Yesterday, Vancouver City Council considered a motion by Cllr Rebecca Bligh focussing on the Downtown Eastside. A copy of the lengthy motion can be found here: https://council.vancouver.ca/20231129/documents/pspcA.4.pdf
Although the motion was highly aspirational, I was pleased that Cllr Bligh proposed it since it acknowledged that the DTES Local Area Plan approved in 2014 has not been working. Sadly, I spoke to Council at the time and predicted it would not work. More specifically, the proposed 60% social housing/40% rental housing requirement that was intended to help deliver social housing units without government subsidies would not work. In fact, it has resulted in only two projects in 9 years.
I also opposed the proposed ban on condominium housing which staff said was necessary to keep land values low, and in turn result in more social housing without the need for government subsidies. Not only did this ban fail to result in new projects, it ensured that the heart of the Downtown Eastside would remain an ugly, low-income ghetto with an increased number of vacant, derelict storefronts. While few will say it. This neighbourhood is a disaster.
Following an interview with CTV's Isabella Zavarise earlier in the week, I decided to sign up to speak at Council yesterday. It was a most unsatisfying experience. For one thing, it was recommended that I make my presentation by phone, which I did. However, a phone conversation is less productive than appearing in person. Or a video presentation. Why doesn't the city allow video presentations in this day and age?

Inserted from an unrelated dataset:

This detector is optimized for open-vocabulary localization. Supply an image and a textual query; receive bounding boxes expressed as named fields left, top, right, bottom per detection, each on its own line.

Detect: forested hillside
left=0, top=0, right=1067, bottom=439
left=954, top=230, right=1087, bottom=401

Furthermore, whereas I had 5 minutes to speak in 2014, yesterday speakers only had 3 minutes. I didn't know this when I prepared my remarks. Also, due to a new policy, councillors were not allowed to ask me questions or seek clarifications.
Below are some of the remarks I intended to make. While I didn't hear all the previous speakers, I am led to believe that I was one of only two speakers who argued that the future plan and zoning should allow condominiums in the area. The other was former mayor Sam Sullivan!
Geller Speaking Notes
Introduction
I have been actively involved with the
planning and development of Vancouver's Downtown Eastside for five decades. So.
it has been difficult to condense my thoughts into 5 minutes.
I want to thank Councillor Bligh for
bringing forward this motion. I agree with its comprehensive proposals but there
is one further action I would urge you to include.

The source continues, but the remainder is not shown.